JAKARTA – Executive Chairman MNC Group, Hary Tanoesoedibjo (HT) mengunjungi Town Hall Meeting dari PT MNC Land Tbk, guna memberikan arahan juga masukan terkait gerak kerja perusahaan. Pendiri MNC Group yang tersebut akrab disapa HT itu menekankan, pentingnya perumusan kegiatan bisnis model pada setiap gerak kerja perusahaan, termasuk MNC Land.
Hary Tanoesoedibjo mengatakan, perumusan bidang usaha model MNC Land ketika ini harus disesuaikan dengan permintaan perusahaan. Meski telah berjalan progresif, Hary menginginkan perusahaan model terbaru yang mengutamakan bussines oriented.
“Di MNC Land, sejumlah kegiatan kita yang dimaksud berfokus pada project. Padahal usaha modelnya seharusnya bussines oriented,” terang HT di sambutannya di tempat acara, Rabu (14/8/2024).

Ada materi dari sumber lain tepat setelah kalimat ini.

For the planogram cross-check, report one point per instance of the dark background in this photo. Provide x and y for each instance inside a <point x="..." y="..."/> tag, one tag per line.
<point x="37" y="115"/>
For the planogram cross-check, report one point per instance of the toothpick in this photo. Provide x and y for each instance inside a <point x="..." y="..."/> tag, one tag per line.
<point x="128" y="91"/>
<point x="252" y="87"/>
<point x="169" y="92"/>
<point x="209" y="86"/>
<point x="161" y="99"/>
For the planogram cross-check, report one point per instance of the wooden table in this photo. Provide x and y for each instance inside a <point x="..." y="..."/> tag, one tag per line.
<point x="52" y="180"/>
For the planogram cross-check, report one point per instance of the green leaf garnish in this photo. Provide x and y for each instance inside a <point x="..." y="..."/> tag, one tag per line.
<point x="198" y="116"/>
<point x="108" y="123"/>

HT menambahkan, perumusan industri model ini didefinisikan guna menentukan skala prioritas perusahaan sehingga desain kinerja perusahaan dapat mengacu secara seirama. Untuk itu Ia menekankan, kembali pentingnya fokus usaha MNC Land yaitu entertainment hospitality juga office management.
“Jadi bidang usaha model yang digunakan diutamakan itu bussines first, industri itu harus disesuaikan dengan keadaan yang digunakan kita hadapi ketika ini,” katanya.
Lebih lanjut, HT mengungkapkan bidang usaha model dapat menyesuaikan dengan permintaan lingkungan ekonomi yang paling bermanfaat bagi masyarakat. Oleh dikarenakan itu, ia menunjukkan setiap zaman dihadiri oleh dengan pola perusahaan model yang dimaksud menyesuaikan.
“Contohnya, sekarang itu setiap akhir pekan tambahan sejumlah staycation. Bussines people lebih besar sedikit akibat merekan belaka beraktivitas dalam hari kerja. Kalau weekend itu tamunya kebanyakan keluarga, sehingga disesuaikan dengan sarana untuk anak-anak lalu sebagainya,” tutur Hary Tanoesoedibjo.
Di sisi lain Direktur Utama PT MNC Land Tbk (KPIG), Budi Rustanto mengatakan, perusahaannya akan mengikuti perusahaan model terbaru yang disarankan Hary Tanoesoedibjo. Adapun kegiatan bisnis model yang dimaksud dimaksud yakni pembaharuan dari model ‘build and keep’ menjadi ‘build and sell’.